What was once an anticipated award late last year or early this year “now looks like it’s a third quarter” event, Krone said.

“These programs are still going to happen,” Krone said. "The customer just has to get them through the acquisition cycle and they've got to get awarded and then we've got to sort our way through the protest period.”

The same thinking applies to the $12 billion Defense Enclave Services competition, from which the winner will win the position of being lead IT systems integrator for the Defense Department’s “Fourth Estate” agencies outside of the service branches. An award could come in the first quarter event or perhaps not.

One program Leidos has in the portfolio is in the midst of its own delay. The Defense Health Agency is not yet ready to transition the Reserve Health Readiness Program to Leidos. The shift was supposed to happen in January but is now expected in September.

One thing that would make the business environment clearer for Leidos and others is a signed appropriations bill.

“We need to get an omnibus, we need to get some of these programs awarded, as we can release that risk, then we can rebalance where we are throughout the year,” Krone said. “We just want to be in a position where we've got a good range, and we can work away up in the range as these risk items get released.”

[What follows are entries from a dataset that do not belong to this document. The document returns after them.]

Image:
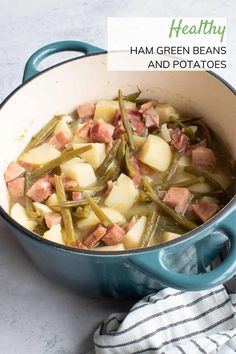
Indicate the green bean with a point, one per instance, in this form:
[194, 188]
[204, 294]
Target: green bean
[130, 168]
[66, 214]
[189, 119]
[171, 169]
[187, 130]
[150, 227]
[43, 134]
[82, 212]
[98, 211]
[126, 122]
[28, 201]
[132, 97]
[202, 173]
[121, 151]
[65, 156]
[108, 159]
[177, 217]
[76, 203]
[186, 183]
[147, 185]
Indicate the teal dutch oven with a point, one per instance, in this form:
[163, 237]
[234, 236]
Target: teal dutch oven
[181, 264]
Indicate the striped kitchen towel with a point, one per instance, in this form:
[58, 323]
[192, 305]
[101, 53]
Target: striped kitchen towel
[172, 322]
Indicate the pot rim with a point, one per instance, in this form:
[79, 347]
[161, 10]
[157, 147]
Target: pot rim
[187, 235]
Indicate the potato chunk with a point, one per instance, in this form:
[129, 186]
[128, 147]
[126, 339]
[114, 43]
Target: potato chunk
[92, 219]
[62, 126]
[79, 171]
[54, 234]
[40, 155]
[19, 214]
[95, 156]
[169, 236]
[106, 109]
[139, 140]
[134, 236]
[122, 195]
[156, 153]
[165, 110]
[41, 208]
[118, 247]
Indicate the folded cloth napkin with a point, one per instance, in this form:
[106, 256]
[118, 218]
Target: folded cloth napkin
[172, 322]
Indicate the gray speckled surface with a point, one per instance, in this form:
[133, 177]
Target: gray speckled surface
[36, 315]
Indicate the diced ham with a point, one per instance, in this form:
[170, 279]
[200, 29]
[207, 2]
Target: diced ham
[137, 178]
[95, 236]
[13, 171]
[179, 140]
[177, 198]
[192, 147]
[16, 188]
[84, 131]
[79, 244]
[52, 219]
[204, 157]
[86, 111]
[101, 132]
[76, 195]
[126, 227]
[137, 124]
[144, 107]
[40, 190]
[161, 194]
[145, 169]
[114, 235]
[205, 210]
[151, 118]
[59, 140]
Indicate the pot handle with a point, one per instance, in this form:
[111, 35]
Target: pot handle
[202, 281]
[36, 58]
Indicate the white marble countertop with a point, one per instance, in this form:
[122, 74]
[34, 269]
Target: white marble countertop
[36, 315]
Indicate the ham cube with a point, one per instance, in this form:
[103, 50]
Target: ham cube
[52, 219]
[40, 190]
[101, 132]
[179, 140]
[205, 210]
[177, 198]
[76, 195]
[59, 140]
[86, 111]
[13, 171]
[78, 244]
[151, 118]
[95, 236]
[144, 107]
[137, 124]
[204, 157]
[114, 235]
[16, 188]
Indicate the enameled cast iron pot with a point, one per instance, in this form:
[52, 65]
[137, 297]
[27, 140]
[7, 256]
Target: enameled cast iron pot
[181, 263]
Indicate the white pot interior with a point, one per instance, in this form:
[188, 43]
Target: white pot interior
[62, 88]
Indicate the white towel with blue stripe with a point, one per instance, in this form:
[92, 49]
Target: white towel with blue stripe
[172, 322]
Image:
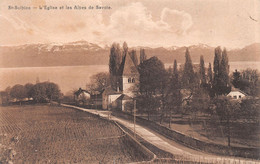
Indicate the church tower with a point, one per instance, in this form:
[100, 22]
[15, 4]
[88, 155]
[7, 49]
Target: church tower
[129, 76]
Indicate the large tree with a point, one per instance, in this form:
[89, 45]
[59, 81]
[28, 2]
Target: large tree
[209, 76]
[216, 68]
[188, 76]
[142, 55]
[224, 73]
[247, 81]
[125, 49]
[115, 60]
[173, 96]
[133, 56]
[202, 72]
[98, 82]
[28, 88]
[152, 85]
[152, 73]
[227, 112]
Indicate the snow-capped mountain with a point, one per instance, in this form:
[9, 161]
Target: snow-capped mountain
[85, 53]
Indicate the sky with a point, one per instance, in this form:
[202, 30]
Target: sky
[165, 23]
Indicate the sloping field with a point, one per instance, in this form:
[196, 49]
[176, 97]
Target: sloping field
[48, 134]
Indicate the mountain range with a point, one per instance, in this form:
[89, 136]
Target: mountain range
[85, 53]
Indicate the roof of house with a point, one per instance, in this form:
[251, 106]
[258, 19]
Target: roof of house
[233, 89]
[124, 97]
[128, 67]
[110, 90]
[78, 92]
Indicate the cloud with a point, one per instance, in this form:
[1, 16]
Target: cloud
[135, 24]
[178, 21]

Leidos did end 2021 with a backlog of $34.5 billion, or around 2.5 times this year’s expected revenue. 

More frequently an acquirer, this time Leidos’ news on the transaction front is as a seller of a business the company sees as not in the core and potentially conflicting with other work.

Krone said that within its Dynetics subsidiary, Leidos divested the unit known as Aviation & Missile Solutions LLC so the company could better focus on “leading-edge and technologically advanced services, solutions and products that are more in our sweet spot.”

The AMS business was acquired by a group of as-yet unidentified private investors, a Leidos spokesman told WT. AMS will operate as a small business and centers around systems engineering and technical assistance work.

AMS became a subsidiary of Dynetics in late 2016 after being divested by then-owner Camber Corp., which had just been acquired by Huntington Ingalls Industries.